Tennessee Sports Betting Rules Still Being Debated, Public Weighs In

Tennessee Flag Inside Tennessee State ShapeTennessee is only a few steps away from announcing how a mobile sportsbook will be run and operated in the state, but differences in the rules governing how it will be regulated is causing an unexpected delay in sports betting being officially launched in the state.

While sports betting became legal over six months ago, the rules finalizing how the licensees will operate is taking longer than expected, and its mostly due to differences in opinions. Currently, the delay is finalizing the rules has been pushed back four separate times.

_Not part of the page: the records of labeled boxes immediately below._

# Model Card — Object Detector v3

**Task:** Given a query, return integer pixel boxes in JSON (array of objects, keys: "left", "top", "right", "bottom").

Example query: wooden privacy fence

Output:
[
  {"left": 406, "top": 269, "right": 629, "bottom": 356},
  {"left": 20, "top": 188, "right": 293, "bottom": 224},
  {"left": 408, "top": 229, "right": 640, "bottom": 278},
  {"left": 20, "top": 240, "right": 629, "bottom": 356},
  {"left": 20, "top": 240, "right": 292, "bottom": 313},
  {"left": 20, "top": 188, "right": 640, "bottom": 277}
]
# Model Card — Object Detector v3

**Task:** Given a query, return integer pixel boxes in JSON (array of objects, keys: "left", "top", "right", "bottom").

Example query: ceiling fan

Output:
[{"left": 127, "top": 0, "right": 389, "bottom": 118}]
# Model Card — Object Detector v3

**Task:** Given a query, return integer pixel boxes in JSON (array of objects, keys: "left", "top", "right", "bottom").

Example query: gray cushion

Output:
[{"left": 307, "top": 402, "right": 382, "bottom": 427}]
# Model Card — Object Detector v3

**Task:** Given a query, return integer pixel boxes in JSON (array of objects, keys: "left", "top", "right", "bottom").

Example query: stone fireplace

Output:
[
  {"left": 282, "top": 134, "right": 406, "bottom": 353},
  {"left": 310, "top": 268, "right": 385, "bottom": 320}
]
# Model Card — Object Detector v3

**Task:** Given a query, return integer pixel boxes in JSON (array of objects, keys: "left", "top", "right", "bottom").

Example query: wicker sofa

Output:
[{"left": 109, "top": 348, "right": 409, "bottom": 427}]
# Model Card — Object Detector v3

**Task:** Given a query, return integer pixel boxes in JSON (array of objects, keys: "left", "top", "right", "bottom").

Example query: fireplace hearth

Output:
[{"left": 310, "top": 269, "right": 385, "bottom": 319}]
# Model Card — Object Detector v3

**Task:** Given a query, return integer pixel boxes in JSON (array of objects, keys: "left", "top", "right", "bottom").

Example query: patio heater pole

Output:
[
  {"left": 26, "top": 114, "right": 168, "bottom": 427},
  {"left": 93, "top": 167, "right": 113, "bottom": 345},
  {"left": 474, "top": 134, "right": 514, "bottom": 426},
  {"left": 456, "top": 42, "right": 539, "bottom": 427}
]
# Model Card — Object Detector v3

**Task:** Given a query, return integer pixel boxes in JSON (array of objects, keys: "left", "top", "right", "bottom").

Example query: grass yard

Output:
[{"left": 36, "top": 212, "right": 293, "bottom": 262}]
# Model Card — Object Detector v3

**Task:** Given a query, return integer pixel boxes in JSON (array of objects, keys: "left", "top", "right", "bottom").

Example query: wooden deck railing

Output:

After a set of meetings were held on Tuesday and Wednesday in an effort to lock down the final form of Tennessee sports betting rules, its gaining public commentary.

Public Comments in Response to Proposed Rules

The rule that seems to be getting the most attention is a clause stating that licensed operators would be required to keep a minimum of 85% of all wagers placed. The issue that people are taking with this is that it’s not working in tandem with sports betting, and is instead more similar to a fixed matrix lottery.

Critics of the 85 percent cap believe the percentage is too low, and handicaps winners earning, restricting the amount that might receive.

Robert Walker, Director of Sportsbook Operations for US Booking and veteran Las Vegas oddsmaker, had this insight to give:

“Any cap or in this case mandatory hold puts a brake on competition.  A straight bet with a 20 cent line (-110 on both sides) is a 4.5% theoretical hold.  In reality we hold much lower than that due to line movement.  Let’s say 3% for arguments sake and our return to players is 97%.

Historically books in Nevada hold much less than 8%. Any type cap like this will eliminate large straight bets as well, forcing those players offshore. We don’t quite understand the repercussions of not holding 8%, however, so there may be some room to maneuver.

At the end of the day handle and hold percentage mean very little. Revenue is all that matters. Any cap negatively impacts our ability to seek optimal revenue.

Locking Down a New Model Hasn’t Been Easy

Tennessee is unique is their rise to legalized sports betting, because they don’t have any land-based casinos or a gaming commission to model their rules on.

“We are the only state that has enacted a statute like this that is solely mobile sports betting,” said Lottery Board Commission Chair, Susan Lanigan. “So, no brick and mortar. we don’t have a gaming commission. We don’t have casinos; so, there’s not a model out there that we can easily follow. So, to a large degree, we’re having to figure this out from scratch. So, it does take time.”

The board will continue to put their heads together with legislature on this matter as the process continues. The main hope at this point is that sports betting will be a possibility for Tennessee residents in time for football season this fall.